濃厚なフォアグラと奈良漬けの深み、そしてマンゴー、パッションフルーツ、パイナップル、ライムの4種類のフルーツでできたソースが一体化した味わいはまさに驚き。これだけを食べるため「ケザコ」には首都圏や九州からやってくるリピーターが続出した。この新店でも看板となる逸品だ。
「ひらめのプレゼ(蒸し煮)」はキノコと百合根の上にプレゼしたヒラメ。そこに豆乳のニョッキやアサリ、ハマグリ、ムール貝、マテ貝。菊の花びらが春らしい。目の前で鮮やかな緑色の菊菜のソースをかけてくれる。

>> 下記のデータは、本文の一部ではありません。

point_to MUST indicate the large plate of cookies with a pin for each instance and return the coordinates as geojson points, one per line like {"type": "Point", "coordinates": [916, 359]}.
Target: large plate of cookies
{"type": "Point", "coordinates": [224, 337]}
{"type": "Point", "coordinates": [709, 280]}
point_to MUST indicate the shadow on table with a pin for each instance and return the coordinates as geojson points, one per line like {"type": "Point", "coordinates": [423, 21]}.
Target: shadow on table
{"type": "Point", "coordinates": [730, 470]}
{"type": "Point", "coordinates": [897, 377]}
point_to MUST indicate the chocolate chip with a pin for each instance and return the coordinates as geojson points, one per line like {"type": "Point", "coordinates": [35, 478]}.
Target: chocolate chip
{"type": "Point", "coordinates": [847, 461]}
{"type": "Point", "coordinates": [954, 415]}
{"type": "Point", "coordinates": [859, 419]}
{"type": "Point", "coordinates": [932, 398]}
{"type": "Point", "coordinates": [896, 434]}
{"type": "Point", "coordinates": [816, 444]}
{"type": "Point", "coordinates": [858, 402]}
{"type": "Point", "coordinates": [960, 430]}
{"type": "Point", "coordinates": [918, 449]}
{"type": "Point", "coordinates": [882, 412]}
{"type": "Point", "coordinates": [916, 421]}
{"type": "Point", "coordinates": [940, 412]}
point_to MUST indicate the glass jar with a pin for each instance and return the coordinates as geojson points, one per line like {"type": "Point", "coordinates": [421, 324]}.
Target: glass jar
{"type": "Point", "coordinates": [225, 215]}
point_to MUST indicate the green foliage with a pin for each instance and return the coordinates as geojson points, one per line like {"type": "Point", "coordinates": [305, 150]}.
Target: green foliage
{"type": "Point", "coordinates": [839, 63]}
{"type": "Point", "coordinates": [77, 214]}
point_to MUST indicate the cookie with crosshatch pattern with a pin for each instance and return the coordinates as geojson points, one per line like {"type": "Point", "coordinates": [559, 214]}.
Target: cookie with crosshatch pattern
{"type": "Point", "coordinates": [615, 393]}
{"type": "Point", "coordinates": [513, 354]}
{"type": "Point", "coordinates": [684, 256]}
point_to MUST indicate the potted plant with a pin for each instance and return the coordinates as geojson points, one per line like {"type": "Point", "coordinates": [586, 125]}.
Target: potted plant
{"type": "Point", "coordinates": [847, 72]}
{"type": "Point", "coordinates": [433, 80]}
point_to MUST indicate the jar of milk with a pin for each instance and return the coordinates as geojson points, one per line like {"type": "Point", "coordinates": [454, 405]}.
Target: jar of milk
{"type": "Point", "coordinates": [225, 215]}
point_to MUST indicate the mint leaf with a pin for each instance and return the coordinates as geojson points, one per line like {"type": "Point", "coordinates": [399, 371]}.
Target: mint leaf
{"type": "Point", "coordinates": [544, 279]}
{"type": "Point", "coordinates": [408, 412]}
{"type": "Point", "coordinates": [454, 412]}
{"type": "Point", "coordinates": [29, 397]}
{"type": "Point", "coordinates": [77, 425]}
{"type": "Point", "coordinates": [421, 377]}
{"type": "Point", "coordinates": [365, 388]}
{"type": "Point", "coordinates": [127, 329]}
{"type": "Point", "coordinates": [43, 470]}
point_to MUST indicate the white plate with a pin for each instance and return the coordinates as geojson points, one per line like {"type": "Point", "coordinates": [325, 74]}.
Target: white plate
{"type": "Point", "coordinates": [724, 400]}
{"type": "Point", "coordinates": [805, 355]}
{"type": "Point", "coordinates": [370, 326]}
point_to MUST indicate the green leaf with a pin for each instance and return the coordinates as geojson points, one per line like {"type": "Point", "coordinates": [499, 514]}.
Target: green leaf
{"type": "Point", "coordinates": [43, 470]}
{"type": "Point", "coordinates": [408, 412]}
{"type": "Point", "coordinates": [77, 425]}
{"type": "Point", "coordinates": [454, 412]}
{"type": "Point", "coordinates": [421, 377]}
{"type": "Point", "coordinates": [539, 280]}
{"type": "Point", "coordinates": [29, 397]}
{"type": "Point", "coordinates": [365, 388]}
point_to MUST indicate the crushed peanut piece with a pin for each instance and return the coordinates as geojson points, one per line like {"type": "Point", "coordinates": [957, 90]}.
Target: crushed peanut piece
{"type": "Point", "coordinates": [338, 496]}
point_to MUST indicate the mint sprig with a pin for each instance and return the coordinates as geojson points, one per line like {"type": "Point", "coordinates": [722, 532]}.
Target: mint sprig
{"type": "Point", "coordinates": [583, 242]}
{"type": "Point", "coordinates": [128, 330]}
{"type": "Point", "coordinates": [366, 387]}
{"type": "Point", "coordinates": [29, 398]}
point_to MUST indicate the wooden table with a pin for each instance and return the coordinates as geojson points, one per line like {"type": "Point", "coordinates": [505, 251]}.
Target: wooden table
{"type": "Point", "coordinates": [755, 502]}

「鹿肉のもも肉のローストと肩肉の赤ワイン煮込み」は京都産の鹿肉のパーツごとで異なる味わいが堪能できる。デザートの「温かいチョコのタルトレット」も大徳寺納豆の食感とチョコが見事にマッチ。
人生や物語を紡ぐ芸術品
「料理とはシェフが歩んできた人生や物語を紡ぐ芸術品なのです」と語るパンテルさんらしく、盛りつけや食器にもこだわり抜き、味はもちろん視覚的にもまさに芸術品だ。